Demokratische Wahrheit durch Zusammenwirken

Quelle: GA 329, S. 140-141, 1. Ausgabe 1985, 02.04.1919, Basel

Was ist eigentlich für den heutigen sozialen Organismus das Geld? Es ist das Mittel, um gemeinsame Wirtschaft zu führen. Stellen Sie sich nur einmal die ganze Funktion des Geldes vor. Sie besteht darinnen, daß ich einfach für dasjenige, was ich selber arbeite, Anweisung habe auf irgend etwas anderes, was ein anderer arbeitet. Und sobald Geld etwas anderes ist als diese Anweisung, ist es unberechtigt im sozialen Organismus.

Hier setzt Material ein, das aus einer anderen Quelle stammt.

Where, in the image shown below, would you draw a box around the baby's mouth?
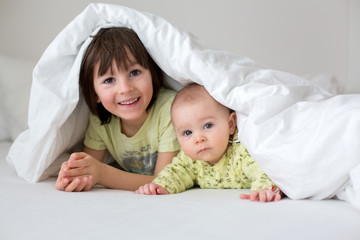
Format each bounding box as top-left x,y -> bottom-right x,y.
198,147 -> 209,153
119,97 -> 140,105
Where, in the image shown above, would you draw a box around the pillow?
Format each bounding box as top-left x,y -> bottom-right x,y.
0,56 -> 35,141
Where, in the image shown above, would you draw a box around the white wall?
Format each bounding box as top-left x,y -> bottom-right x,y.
0,0 -> 360,92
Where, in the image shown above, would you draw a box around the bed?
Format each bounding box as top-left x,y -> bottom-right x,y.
0,4 -> 360,239
0,141 -> 360,240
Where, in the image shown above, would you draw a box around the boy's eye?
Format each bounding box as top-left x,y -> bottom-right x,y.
129,69 -> 140,77
104,78 -> 115,84
183,130 -> 192,136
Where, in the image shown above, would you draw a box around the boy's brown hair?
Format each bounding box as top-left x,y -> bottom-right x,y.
79,27 -> 164,124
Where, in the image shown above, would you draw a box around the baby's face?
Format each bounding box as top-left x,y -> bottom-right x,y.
172,98 -> 236,164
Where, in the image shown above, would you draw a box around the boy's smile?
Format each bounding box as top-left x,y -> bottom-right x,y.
94,53 -> 153,136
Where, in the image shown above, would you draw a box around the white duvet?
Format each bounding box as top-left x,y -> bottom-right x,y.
7,4 -> 360,209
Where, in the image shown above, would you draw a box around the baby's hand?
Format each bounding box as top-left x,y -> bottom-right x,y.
135,183 -> 169,195
240,189 -> 281,203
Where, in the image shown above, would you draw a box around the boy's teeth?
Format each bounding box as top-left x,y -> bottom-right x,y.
120,98 -> 138,105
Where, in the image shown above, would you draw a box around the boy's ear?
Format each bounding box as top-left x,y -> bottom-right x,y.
229,112 -> 236,135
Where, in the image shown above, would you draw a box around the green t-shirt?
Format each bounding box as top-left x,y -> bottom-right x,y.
84,88 -> 180,175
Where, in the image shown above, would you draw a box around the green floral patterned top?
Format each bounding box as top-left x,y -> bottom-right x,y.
153,133 -> 275,193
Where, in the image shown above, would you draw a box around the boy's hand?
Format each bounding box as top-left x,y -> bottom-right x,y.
55,152 -> 101,192
240,189 -> 281,203
135,183 -> 169,195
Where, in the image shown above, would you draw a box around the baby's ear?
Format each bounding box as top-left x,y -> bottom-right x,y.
229,112 -> 236,135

Ich könnte, um das zu bestätigen, lange Ausführungen machen; ich will das aber nur kurz anführen: das muß das Geld werden! Es wird es werden, wenn alle übrigen Machinationen aufhören werden, die in die Zirkulation des Geldes hineinspielen. Denn lediglich das Geld ist der gemeinsame Index, der zu dem gemeinsamen Vergleich für die gegenseitigen Werte der Waren da ist. Das ist dasjenige, was auch durch die Art dieser Dreiteilung erreicht werden kann, und was partiell, einzeln angestrebt wird von der Freiland-Freigeld-Bewegung; deshalb habe ich in einem solchen Falle gesagt: Ich bin ganz mit dieser Bewegung einverstanden - weil ich immer versuche, die einzelnen Bewegungen in ihrer Berechtigung einzusehen, und ich möchte sie in einen gemeinsamen großen Strom leiten, weil ich eben nicht glaube, daß ein Mensch, oder selbst eine Gruppe von Menschen das Richtige finden kann, sondern weil ich demokratisch glaube, daß die Menschen zusammen in der Wirklichkeit, im Zusammenwirken, allein richtig organisiert, erst das Rechte finden werden.

Das ist dasjenige, was ich als Wirklichkeitsansicht bezeichnet habe, nicht als irgendeine objektive Entwickelung ansehe. Aber ich glaube, daß der wirkliche Mensch aus seinem gesunden Menschenerleben heraus im Verein mit den anderen Menschen das finden wird, was dem sozialen Organismus frommt.

Wir haben eines, wovon jeder Mensch weiß, daß es nur im sozialen Leben möglich ist - die heutigen Egoisten möchten wahrscheinlich auch das für sich haben -, das ist für einen geschlossenen Organismus die Sprache. Immer wiederum wird in den Schulen gepredigt: Wäre der Mensch auf einer einsamen Insel, einsam aufgewachsen, so würde er nicht sprechen können; denn Sprechen kann sich nur im sozialen Leben ausbilden. Man muß erkennen [...], daß alle die Dinge, die sich verbergen hinter Privatkapital, Besitz, die sich verbergen hinter der Herrschaft über irgendeine Arbeit und dergleichen, daß alle diese Dinge, auch die menschlichen Talente, die individuellen Begabungen, genau so wie die Sprache, soziale Funktionen haben, daß sie ins soziale Leben hineingehören und nur innerhalb desselben möglich sind. Es muß eine Zeit kommen, wo das in den Schulen den Menschen schon klar wird, was sie durch den sozialen Organismus sind, und was sie daher verpflichtet sind, dem sozialen Organismus wiederum zurückzugeben. Worauf ich also zähle, das ist: soziales Verständnis, welches kommen muß, wie heute von den Schulen das Einmaleins kommt. Darinnen wird man auch noch umlernen müssen. Es gab Zeiten, in denen man in den Schulen etwas ganz anderes gelernt hat als heute; man denke nur an die römischen Schulen. Es werden Zeiten kommen, wo man gerade das in den Schulen den Kindern schon beibringen wird, was soziales Verständnis ist. Weil dieses versäumt worden ist unter dem Einfluß der neueren Technik und des Kapitalismus, deshalb sind wir in die heutigen Zustände, in die krankhaften Zustände des sozialen Organismus hineingekommen.